The complaint claimed that as a result, defendants conspired to boycott AQS and met with AQS executives to gain intelligence and “feign[ed] interest in the platform, only to “refuse to give their customers access to AQS”.

Additionally, QS Holdco alleged that the defendants scheduled meetings to “develop [a] uniform position” on platforms like AQS.

These meetings and other conspiratorial acts allegedly occurred in part at board meetings for EquiLend, a dealer consortium that offered its own trading platform but which did not use central clearing or real time price data.

In 2015, Quadriserv began negotiations with the OCC for the sale of AQS, which made the defendants feel threatened by this possibility and so made calls to thwart the deal, QS Holdco alleged.

After QS Holdco acquired AQS from Quadriserv in July, “OCC abruptly pulled out of the deal”, and when Equilend Clearing LLC offered to buy AQS in 2016, QS Holdco alleged it was forced to sell at a loss.

OCC and EquiLend came to their own deal, which QS Holdco alleged was “substantially identical” to the one they had pursued, and following this OCC began to use AQS’s services.

Meanwhile, the defendants argued that the court lacks subject matter jurisdiction over this dispute because QS Holdco assigned all its claims to EquiLend when it sold AQS.

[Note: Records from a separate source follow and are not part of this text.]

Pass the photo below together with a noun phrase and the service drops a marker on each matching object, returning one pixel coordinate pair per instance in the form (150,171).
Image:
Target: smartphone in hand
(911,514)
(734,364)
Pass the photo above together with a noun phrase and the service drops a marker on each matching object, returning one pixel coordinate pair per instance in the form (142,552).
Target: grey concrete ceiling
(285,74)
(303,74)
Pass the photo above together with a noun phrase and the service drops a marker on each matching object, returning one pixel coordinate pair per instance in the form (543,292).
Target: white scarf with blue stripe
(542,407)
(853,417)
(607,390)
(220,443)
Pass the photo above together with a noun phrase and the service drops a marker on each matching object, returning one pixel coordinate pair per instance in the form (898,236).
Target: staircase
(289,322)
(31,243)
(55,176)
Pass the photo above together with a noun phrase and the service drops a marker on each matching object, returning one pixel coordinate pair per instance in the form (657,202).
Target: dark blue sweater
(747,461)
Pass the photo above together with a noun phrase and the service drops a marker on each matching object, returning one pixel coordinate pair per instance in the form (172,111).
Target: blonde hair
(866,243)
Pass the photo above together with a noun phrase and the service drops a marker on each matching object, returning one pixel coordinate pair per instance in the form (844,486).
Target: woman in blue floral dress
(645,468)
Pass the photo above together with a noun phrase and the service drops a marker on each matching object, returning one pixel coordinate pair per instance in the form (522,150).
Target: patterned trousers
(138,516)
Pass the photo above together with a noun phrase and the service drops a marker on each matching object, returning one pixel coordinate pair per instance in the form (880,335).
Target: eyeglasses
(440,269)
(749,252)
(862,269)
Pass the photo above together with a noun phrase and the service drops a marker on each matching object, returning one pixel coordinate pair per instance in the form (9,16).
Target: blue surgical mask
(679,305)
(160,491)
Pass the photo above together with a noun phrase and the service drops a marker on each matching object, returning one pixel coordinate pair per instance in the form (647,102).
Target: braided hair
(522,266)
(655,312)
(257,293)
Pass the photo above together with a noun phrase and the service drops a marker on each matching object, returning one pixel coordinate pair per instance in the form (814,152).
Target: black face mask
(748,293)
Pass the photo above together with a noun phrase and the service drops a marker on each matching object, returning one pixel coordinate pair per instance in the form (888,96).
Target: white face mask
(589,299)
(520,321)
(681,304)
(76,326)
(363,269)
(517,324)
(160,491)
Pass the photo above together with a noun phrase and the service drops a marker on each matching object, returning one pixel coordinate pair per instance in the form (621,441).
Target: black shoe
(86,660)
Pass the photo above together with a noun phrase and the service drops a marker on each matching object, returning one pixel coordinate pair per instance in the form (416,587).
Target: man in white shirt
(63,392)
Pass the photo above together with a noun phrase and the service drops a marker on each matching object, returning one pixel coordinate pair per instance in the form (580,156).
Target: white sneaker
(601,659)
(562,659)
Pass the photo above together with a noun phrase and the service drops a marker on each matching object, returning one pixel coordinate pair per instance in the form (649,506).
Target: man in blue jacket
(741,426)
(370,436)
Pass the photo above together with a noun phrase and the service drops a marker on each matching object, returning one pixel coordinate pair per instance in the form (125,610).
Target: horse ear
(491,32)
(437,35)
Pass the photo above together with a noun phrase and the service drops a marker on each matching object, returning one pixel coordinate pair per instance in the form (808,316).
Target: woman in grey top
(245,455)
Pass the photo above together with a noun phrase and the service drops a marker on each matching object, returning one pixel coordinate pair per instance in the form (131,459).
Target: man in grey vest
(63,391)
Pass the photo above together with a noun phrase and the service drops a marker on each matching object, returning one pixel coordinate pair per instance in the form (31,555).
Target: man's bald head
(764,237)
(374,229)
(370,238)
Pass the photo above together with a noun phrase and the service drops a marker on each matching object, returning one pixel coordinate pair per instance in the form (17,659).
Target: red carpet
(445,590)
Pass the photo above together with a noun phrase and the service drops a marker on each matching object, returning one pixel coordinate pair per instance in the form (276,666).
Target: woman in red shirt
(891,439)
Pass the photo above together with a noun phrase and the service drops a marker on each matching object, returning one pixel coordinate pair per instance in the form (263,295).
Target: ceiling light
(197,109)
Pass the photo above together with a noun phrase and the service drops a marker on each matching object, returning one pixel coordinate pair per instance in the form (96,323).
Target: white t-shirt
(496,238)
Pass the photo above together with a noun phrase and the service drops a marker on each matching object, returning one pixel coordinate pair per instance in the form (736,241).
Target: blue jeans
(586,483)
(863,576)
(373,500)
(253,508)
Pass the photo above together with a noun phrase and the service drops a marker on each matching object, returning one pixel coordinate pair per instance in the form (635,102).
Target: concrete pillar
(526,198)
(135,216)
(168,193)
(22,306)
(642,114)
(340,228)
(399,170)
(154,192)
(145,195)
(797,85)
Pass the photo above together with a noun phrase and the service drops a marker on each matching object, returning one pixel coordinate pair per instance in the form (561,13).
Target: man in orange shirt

Judge Sullivan also noted in the court document that the language of all agreements supports only one conclusion: all claims (including antitrust claims) were assigned from Quadriserv to QS Holdco in 2015 and from QS Holdco to EquiLend in 2016.

In addition, it was highlighted that while the eventual transfer of claims was identical to EquiLend’s purchase of AQS, the transfer is not alleged to have been the goal of the scheme nor was it necessary the boycott.

It was also indicated in the court document that nothing prevented QS Holdco or Quadriserv from pursuing its antitrust claims prior to the sale, particularly since Quadriserv, the original owner of AQS, was on notice of the conspiracy as early as 2009.

Elsewhere in the document, Judge Sullivan wrote: “In short, Plaintiff has alleged no facts to support an application of this rare doctrine [...] or any other basis to invalidate the legitimate transfer or claims reflected in agreements for which Plaintiff received consideration.”

Judge Sullivan concluded: “Accordingly, because Plaintiff assigned the antitrust claims at issue here to EquiLend Clearing LLC, Plaintiff is no longer the real part in interest, and its claims must be dismissed pursuant to Rule 17(a).”